Scolari tampoco dio un paso atrás en mantener su soberbia estampa so pena de caer en el patetismo más ridículo. Es cierto, Brasil recibió otra tunda en el encuentro que debía resarcir el orgullo severamente mancillado, pero Felipao centró la desventura de la verdeamarela en apenas seis minutos de fatalidad, entre el 23 al 29, cuando Alemania anotó cuatro goles y sumió a Brasil en la ruina total. Y “si me apuran”, añadió el técnico, “el primero” frente a los holandeses, que acabó en penalti tras un enorme fallo del reputadísimo Thiago Silva. Scolari, que va de gallo por la vida, no tuvo rubor en exaltar el nivel futbolístico de Brasil, obviando que llegó a las semifinales fiándolo todo a la agresividad del colectivo y la inspiración de Neymar (hasta que se acabó Neymar), y desde luego dejó claro que de ninguna manera piensa en dimitir como responsable de un grupo de jugadores que pasará a los anales de la historia como la generación de la vergüenza, según confluye la generalidad de la prensa brasileña en definir el alcance sentimental de la debacle.
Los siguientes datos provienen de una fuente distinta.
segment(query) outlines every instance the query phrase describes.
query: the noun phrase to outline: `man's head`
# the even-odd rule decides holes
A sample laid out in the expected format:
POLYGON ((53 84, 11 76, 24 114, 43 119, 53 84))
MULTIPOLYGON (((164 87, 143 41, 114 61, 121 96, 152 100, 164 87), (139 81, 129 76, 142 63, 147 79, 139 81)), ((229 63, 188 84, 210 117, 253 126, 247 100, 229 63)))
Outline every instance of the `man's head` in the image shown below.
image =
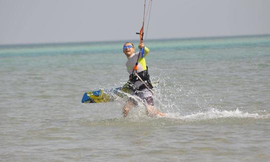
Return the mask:
POLYGON ((128 58, 135 52, 134 44, 130 42, 126 42, 123 46, 123 52, 128 58))

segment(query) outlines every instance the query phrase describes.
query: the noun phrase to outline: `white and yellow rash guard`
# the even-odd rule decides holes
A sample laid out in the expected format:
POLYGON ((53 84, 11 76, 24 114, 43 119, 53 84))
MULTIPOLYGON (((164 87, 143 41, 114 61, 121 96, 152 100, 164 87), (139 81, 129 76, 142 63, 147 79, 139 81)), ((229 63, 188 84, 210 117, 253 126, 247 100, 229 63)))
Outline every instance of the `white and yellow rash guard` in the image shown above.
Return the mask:
MULTIPOLYGON (((144 47, 144 57, 148 55, 149 51, 150 50, 148 48, 144 47)), ((139 54, 140 51, 133 54, 128 58, 128 61, 126 63, 126 66, 128 72, 130 74, 131 74, 133 72, 133 68, 137 62, 139 54)), ((142 54, 140 54, 138 62, 138 70, 137 70, 137 73, 143 70, 146 70, 146 59, 144 58, 142 58, 142 54)))

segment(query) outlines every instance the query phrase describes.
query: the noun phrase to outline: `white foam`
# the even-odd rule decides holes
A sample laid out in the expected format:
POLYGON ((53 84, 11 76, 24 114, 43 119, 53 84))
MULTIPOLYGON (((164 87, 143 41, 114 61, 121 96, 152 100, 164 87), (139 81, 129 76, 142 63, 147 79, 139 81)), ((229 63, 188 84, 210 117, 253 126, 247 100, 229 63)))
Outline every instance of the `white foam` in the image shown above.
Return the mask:
POLYGON ((181 119, 184 120, 207 120, 218 118, 270 118, 270 114, 259 114, 258 113, 244 112, 236 108, 235 110, 220 110, 212 108, 206 112, 199 112, 191 114, 182 116, 179 112, 168 113, 168 118, 181 119))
O sea, que Scolari piensa en marcharse de rositas del fregao, como su colega Vicente del Bosque, salvo que la Federación Brasileña decida cesarle so pena de acabar consumida en una enorme pira funeraria, pues tal es el ánimo que turba a la afición, que ya exige una regeneración absoluta. Porque los brasileños, tratándose de fútbol, van más allá de los meros caprichos de la pelota. Seguro que el genial Garrincha, en cuya memoria se alza el estadio donde el sábado se acentuó el desgarro por la derrota, se removió en su tumba al escuchar a Felipao desbarrando sobre lo más sagrado. En cambio el fantasma de Moacir Barbosa, el portero maldecido desde el Maracanazo y vilmente errando por la memoria colectiva del hincha durante 64 años, ya descansa en paz desplazado por los nuevos fantasmas. Brasil organizó este Mundial con el mismo propósito, ungirse de gloria, y acabó arrastrándose, solventando cada partido con apuros, encajando el arrasador 1-7 ante Alemania y, en el choque del “honor” (Thiago Silva dixit), rindiéndose al adversario holandés sin apenas oponer resistencia.
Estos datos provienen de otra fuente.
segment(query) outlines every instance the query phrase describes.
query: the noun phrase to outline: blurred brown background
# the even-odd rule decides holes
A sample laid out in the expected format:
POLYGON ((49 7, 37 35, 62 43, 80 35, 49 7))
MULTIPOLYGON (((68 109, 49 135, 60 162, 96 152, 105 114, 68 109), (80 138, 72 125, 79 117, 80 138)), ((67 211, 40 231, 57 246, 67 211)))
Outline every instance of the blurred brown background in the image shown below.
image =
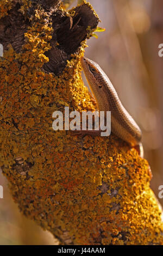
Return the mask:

Si mal ha sido la singladura de Brasil por el torneo, el asunto podía haber acabado aún peor: la posibilidad de haber perdido la final frente a Argentina o, en su defecto, disputar el partido entre los insignes perdedores y perderlo contra los recalcitrantes vecinos del sur. La semana pasada el Papa Francisco, declarado seguidor del San Lorenzo y de la albiceleste, reveló que un funcionario brasileño le pidió “neutralidad” de cara al Mundial. Al parecer, el ruego no alcanzó a su antecesor, Benedicto XVI, en retiro pero con las influencias intactas, que se pasó cuatro pueblos rogando en favor de Alemania. Ratzinger, socio de honor del Bayern, escribió en 1985: “El fútbol es una especie de intento de vuelta al paraíso”. Y al infierno.